BPA trading room Q&A: August 28, 2015
I’ve been trading pullbacks — high probability, low-risk entries. Can I make a living trading pullbacks?
Video duration: 1min 54sec
Video transcript
Trading pullbacks for a living?
Absolutely, but a lot of them are hard. Today, what’s a pullback? It’s a trading range day — this is a pullback; strong leg down, that’s a pullback. I think you totally could make a living trading pullbacks. The different things that you can trade — breakouts — breakouts are my favorite. When I see a bar at like 27, I’m shorting. So breakouts are my favorite. And then you start to get pullbacks from breakouts — they’re okay as well, but the difficulty is you’re then in a channel and sometimes it’s really hard, like selling below 62, 63 here yesterday — I did not sell with a stop below those bars. It’s too low down and too big a bull bar. But that’s — it turned out to be okay. This is a better pullback — a pullback near the moving average, two legs down — something like that. So you definitely can make money or a living trading just pullbacks.

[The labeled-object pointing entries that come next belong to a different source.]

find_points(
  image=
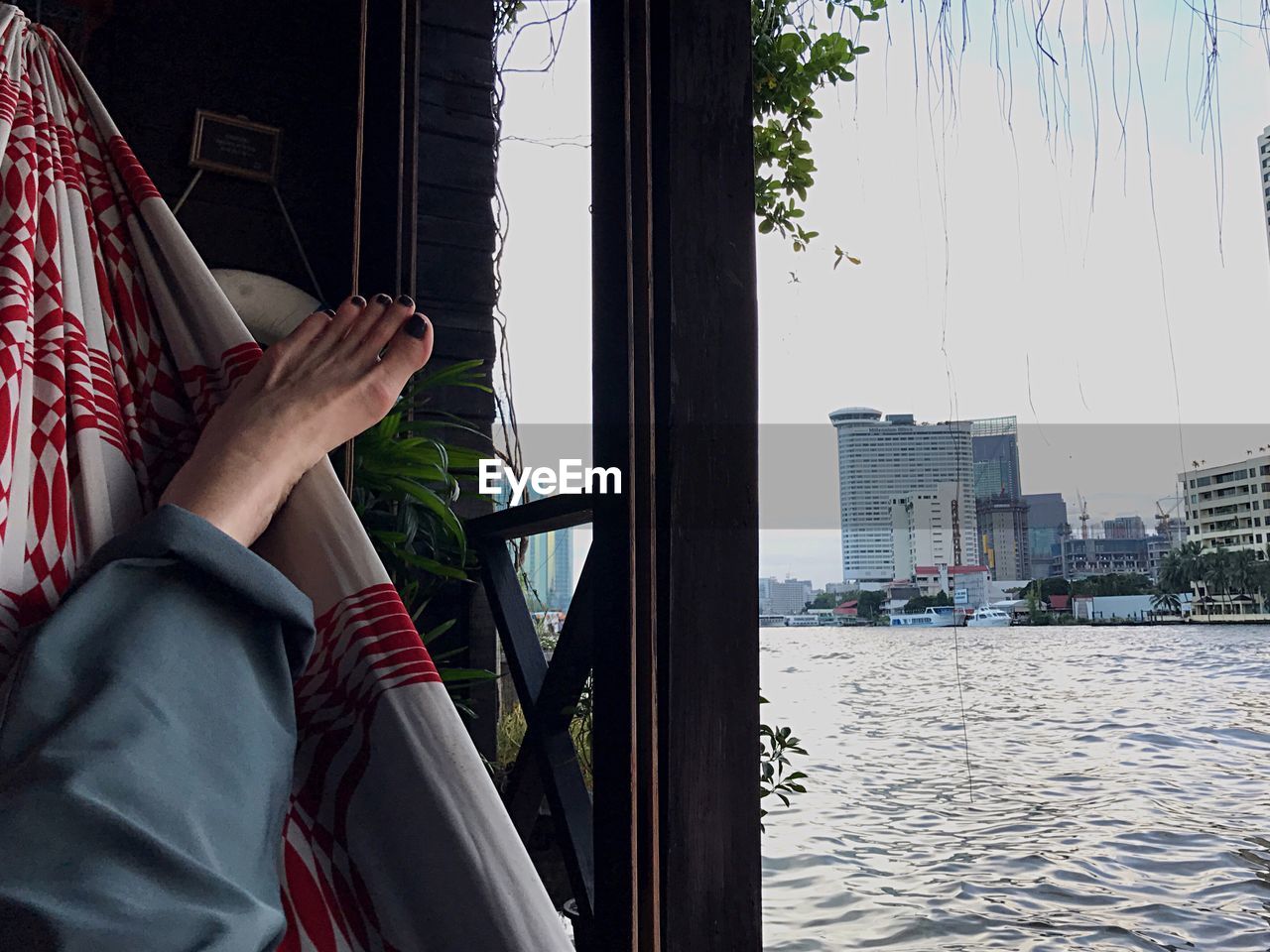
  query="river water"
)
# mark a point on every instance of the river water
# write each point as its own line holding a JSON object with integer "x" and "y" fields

Reversals are more difficult. Major trend reversals I think are good if you can swing trade because 60 percent of the time you’re not going to make money on a reversal. You’ll make a little money, you’ll lose a little money. But 40 percent of the time, you will get a swing. So there’re okay as well.

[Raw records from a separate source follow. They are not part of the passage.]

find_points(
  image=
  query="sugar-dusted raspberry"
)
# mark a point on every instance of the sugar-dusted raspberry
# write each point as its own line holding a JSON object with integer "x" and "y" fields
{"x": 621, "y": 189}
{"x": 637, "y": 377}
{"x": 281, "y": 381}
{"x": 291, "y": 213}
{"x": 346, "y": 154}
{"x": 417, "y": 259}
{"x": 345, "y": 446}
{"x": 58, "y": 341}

Trading ranges, I think, are the most difficult for most traders. They’re frustrating; you don’t make a lot of money; you’re never as certain as you want to be. But you can make a living doing it, just fading everything — every time it goes up, you sell; every time it goes down, you buy; you scale in, use wide stops. And I do that in trading ranges a lot. On a day like today when I thought we were going to get a big breakout, I was not willing to sell above bars and buy below bars. And had I done that, obviously would have made a lot more points than what I did.